Her witty journey to make sense of it all takes her straight into battle with the crippling grief and powerful darkness that threaten to take over entirely. And to win, she must let go of all she once knew and follow the unknown into the world of organ donation, deep resiliency, and answer-less faith. Sometimes the answer is “I don’t know.” Sometimes the pain cannot be explained. And sometimes, the certainty of mystery is all you are given.

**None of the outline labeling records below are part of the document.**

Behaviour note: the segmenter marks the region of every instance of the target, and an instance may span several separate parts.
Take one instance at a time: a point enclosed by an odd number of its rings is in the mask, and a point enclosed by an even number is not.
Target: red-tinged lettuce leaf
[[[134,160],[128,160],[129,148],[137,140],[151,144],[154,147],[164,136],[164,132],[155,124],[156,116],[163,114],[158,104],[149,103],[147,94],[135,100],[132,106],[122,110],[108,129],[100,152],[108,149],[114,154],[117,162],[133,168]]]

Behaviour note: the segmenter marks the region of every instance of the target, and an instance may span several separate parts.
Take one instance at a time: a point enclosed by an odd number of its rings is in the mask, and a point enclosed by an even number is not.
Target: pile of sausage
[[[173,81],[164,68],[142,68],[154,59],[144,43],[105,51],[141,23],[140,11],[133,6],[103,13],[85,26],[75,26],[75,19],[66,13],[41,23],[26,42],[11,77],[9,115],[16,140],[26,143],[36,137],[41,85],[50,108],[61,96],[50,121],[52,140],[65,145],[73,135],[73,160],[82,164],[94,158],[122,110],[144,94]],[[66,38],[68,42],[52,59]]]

In Four Funerals, No Marriage: A Memoir, author Mike Keren gives his readers an inside look at his unexpected foray into caregiving to his sick and dying parents and in-laws. Often funny and always poignant, the story begins when his loving but difficult parents announce they are moving back to New Jersey from their retirement home in North Carolina because they "never really liked it there." Within days of arriving on a house-hunting trip, his father is hospitalized with a stroke and his mother with another in a series of heart attacks. At the same time, his partner's mother is recuperating from a hysterectomy and struggling with chemotherapy after a diagnosis of uterine cancer. Keren is seriously challenged by what he sees as an uncaring health care delivery system, one from which he had previously fled, leaving his career as a clinical psychologist when he felt too frustrated by the organizations in which he worked. Additionally, he must deal with the unhappy marriage between his parents, sibling relationships that have often been his undoing, a homophobic world, and his own lifetime of affective dysregulation.